Possession of cocaine in Florida is punishable by up to 5 years in prison. If convicted, you will lose your driver’s license for two years as an adjudication to a possession, sale, or trafficking offense under Florida Statute 893 will do that.
Unlike marijuana, cocaine does not have a distinctive smell. In powder form, a baggie of cocaine can be small, flat, and easily concealable inside of a pocket or even your wallet. This is why cocaine possession arrests may entail more intrusive police action than your ordinary possession of marijuana arrest. That’s because the smell of marijuana alone gives the police probable cause to search in Florida. Since cocaine does not have that smell, police usually locate cocaine by witnessing hand-to-hand transactions or by seeing cocaine in plain view.
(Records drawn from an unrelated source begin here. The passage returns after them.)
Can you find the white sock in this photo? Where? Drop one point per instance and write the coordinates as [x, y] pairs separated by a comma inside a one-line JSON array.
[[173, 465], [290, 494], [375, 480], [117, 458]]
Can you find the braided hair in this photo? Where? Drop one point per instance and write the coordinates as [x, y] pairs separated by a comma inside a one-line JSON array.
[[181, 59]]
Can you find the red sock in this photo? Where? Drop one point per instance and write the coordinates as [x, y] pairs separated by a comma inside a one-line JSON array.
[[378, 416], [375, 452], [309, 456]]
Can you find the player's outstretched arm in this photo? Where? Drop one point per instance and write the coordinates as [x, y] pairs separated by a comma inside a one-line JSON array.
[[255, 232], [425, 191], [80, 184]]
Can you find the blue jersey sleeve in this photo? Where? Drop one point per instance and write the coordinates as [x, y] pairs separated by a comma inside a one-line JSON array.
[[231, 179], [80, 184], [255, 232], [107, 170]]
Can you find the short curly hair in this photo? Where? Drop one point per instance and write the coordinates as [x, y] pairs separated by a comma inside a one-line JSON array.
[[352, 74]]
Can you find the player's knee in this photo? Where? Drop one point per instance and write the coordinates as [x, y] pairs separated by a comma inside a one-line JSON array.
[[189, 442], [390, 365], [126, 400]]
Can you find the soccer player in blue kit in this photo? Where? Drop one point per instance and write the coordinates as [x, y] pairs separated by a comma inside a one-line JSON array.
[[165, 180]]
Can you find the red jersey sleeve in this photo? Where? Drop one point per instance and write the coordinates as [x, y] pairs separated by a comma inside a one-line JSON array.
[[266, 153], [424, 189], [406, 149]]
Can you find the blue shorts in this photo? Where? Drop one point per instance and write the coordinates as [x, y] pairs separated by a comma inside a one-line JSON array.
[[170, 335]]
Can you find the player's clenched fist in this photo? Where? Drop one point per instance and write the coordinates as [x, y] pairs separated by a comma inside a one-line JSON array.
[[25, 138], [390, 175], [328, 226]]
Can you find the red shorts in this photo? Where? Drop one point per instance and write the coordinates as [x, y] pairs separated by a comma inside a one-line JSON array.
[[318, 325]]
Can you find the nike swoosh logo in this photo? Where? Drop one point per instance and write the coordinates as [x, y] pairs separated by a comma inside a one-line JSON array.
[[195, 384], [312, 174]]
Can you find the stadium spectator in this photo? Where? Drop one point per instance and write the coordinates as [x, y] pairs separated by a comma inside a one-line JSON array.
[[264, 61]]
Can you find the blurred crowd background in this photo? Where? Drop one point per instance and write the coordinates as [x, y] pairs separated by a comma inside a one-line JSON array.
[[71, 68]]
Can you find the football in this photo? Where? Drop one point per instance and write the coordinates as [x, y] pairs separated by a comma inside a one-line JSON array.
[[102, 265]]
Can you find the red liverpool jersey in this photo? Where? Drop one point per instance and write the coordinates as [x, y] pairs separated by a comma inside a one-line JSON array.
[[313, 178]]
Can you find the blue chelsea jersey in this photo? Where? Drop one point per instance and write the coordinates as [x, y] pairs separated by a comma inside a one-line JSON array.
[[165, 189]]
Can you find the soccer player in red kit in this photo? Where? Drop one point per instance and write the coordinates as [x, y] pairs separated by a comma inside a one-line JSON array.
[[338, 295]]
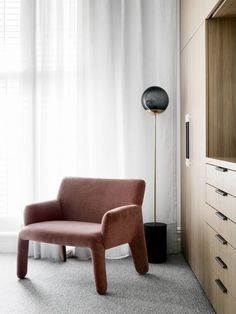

In situations where cocaine is on a person but in a concealed fashion, the police encounter should be scrutinized by your criminal defense attorney. Many drug cases are not filed or are later dismissed due to bad searches.
The officer must have a reason to stop you and a reason to search you. If you are being placed under arrest for another crime, an officer can legally pat you down and empty your pockets incident to an arrest. If drugs are in your car and your car is being impounded, the drugs may be lawfully discovered as part of an “inventory search.”
Cocaine arrests occur in all fashions, but the instances named above seem to be the most common.